Farklı birer tecrübe: Beşerler bu biçim oyunları niye oynuyor?
Second Life, MovieStarPlanet ve hatta Sanalika üzere oyunları düşünün. Bunlar, sıradan görünüşlerinin ardında neredeyse gerçek bir sanal hayat tecrübesi sunmayı başaran oyunlardan. Bu üç oyunun da en büyük ortak noktasıysa: toplumsallaşmak. İnsanların bu stil oyunları oynamasının altındaki en büyük niye, öbür beşerler ile daima olarak etkileşim hâlinde olabilmeleri.
Sanal ortamlarda tanışıyor, kaynaşıyor ve yeni dostluklar elde ediyorlar. Hatta çevrim içi bir oyundan tanıştığı bir kişi ile evlenen birfazlaca insan bile var. Kulağa ziyadesiyle tuhaf gelecek lakin bu durum, League of Legends’ta dahi yaşandı. Kimi beşerler, tek kişilik oyunlara nazaran epey oyunculu oyunları tercih ederler. Bunun altındaki en büyük niçinlerden bir başkası ise kendilerini koca bir oyun içerisinde yalnız hissetmek istememeleri olur.
İşte en merak edilen soru: Sanal bir dünyada kalıcı olarak var olabilir miyiz?

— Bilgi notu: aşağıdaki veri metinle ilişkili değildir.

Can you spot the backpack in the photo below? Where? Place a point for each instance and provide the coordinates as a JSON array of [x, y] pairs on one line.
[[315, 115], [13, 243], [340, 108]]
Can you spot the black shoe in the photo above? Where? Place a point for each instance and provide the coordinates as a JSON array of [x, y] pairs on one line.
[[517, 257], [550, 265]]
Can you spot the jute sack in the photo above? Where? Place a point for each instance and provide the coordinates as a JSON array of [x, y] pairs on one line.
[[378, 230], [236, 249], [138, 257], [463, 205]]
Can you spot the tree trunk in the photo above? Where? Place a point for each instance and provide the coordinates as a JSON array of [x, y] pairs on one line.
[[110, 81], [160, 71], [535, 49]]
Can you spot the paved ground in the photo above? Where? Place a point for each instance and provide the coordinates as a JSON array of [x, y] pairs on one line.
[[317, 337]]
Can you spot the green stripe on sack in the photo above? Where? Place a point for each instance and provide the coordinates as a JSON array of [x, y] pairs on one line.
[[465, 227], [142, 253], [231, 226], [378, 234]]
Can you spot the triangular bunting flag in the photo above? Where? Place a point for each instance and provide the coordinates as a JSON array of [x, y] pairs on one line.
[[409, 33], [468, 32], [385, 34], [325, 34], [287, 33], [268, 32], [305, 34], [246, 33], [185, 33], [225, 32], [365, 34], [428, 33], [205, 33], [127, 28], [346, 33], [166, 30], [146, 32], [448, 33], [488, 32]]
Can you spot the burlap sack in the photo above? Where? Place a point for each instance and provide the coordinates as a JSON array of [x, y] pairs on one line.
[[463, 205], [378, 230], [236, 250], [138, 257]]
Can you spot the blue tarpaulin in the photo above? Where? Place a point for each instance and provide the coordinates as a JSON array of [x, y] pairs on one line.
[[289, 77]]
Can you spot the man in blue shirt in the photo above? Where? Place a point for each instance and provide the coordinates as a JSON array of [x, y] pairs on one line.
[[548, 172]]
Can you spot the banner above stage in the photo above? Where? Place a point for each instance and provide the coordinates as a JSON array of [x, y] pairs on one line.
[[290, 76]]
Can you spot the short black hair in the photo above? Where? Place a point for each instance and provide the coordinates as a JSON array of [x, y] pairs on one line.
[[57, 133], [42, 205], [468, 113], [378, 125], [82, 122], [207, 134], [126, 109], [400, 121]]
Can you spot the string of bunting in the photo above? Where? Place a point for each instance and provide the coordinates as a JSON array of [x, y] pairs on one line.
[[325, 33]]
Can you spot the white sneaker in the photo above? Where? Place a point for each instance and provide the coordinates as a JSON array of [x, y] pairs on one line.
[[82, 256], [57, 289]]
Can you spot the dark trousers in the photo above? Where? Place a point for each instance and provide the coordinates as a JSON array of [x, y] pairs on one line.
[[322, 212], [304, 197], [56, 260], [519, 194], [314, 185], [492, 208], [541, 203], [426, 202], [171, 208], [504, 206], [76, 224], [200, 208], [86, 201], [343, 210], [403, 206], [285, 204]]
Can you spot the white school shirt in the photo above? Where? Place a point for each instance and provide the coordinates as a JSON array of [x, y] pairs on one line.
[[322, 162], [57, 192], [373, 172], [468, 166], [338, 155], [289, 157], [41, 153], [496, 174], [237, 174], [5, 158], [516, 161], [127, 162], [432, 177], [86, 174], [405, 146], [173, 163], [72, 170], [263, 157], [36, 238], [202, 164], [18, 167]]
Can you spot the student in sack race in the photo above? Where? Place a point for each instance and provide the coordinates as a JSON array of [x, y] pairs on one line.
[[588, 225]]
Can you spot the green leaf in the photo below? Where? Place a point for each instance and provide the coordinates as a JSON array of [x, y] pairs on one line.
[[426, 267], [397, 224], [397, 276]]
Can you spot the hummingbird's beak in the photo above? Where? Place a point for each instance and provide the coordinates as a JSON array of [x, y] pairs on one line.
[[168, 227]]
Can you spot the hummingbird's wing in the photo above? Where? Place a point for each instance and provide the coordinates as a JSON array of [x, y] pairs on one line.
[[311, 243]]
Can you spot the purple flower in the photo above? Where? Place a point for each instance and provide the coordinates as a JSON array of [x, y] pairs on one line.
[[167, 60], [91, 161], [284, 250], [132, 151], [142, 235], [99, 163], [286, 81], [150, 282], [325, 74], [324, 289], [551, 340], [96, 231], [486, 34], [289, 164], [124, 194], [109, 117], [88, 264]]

Bilim insanları, bunun yakın gelecekte pek mümkün olmadığını belirtse de teknolojimizin bu biçimde bir düzeye geleceğinin kaçınılmaz olduğunu da söylüyorlar. İnsanlık o denli bir düzeye gelecek ki bizi biz yapan vücudumuzu terk edip kendi sanal dünyamızda sevdiklerimiz ile birlikte sonsuza kadar yaşayabileceğiz. Geleceğin bu türlü olacağını düşününce de ‘’Ya biz de simülasyonsak?’’ sorusu hayli korkutucu olabiliyor.
Peki yakın gelecekte sanal gerçeklik gözlüklerimiz ile ne yapabileceğiz? Kendi oluşturduğunuz avatarınız ile devasa bir surun önünde durduğunuzu düşünün. Ardınızda da yaklaşık 100 şövalyeden oluşan bir ordu var. Bu ordunun kumandanısınız ve ordunuzdaki her şövalye sizin üzere gerçek bir insan. Her bir adamınızın sorumluluğu sizin ellerinizde. Stratejik zekanız ve savaş marifetleriniz kaleyi fethetmek için kâfi olacak mı? İşte gerçek bir Orta Çağ tecrübesi ile karşı karşıyayız. Artık bu örneği, farklı temalar ve hususlar ile düşünün. Yakın gelecekte sanal gerçeklik, vazgeçilmez olacak.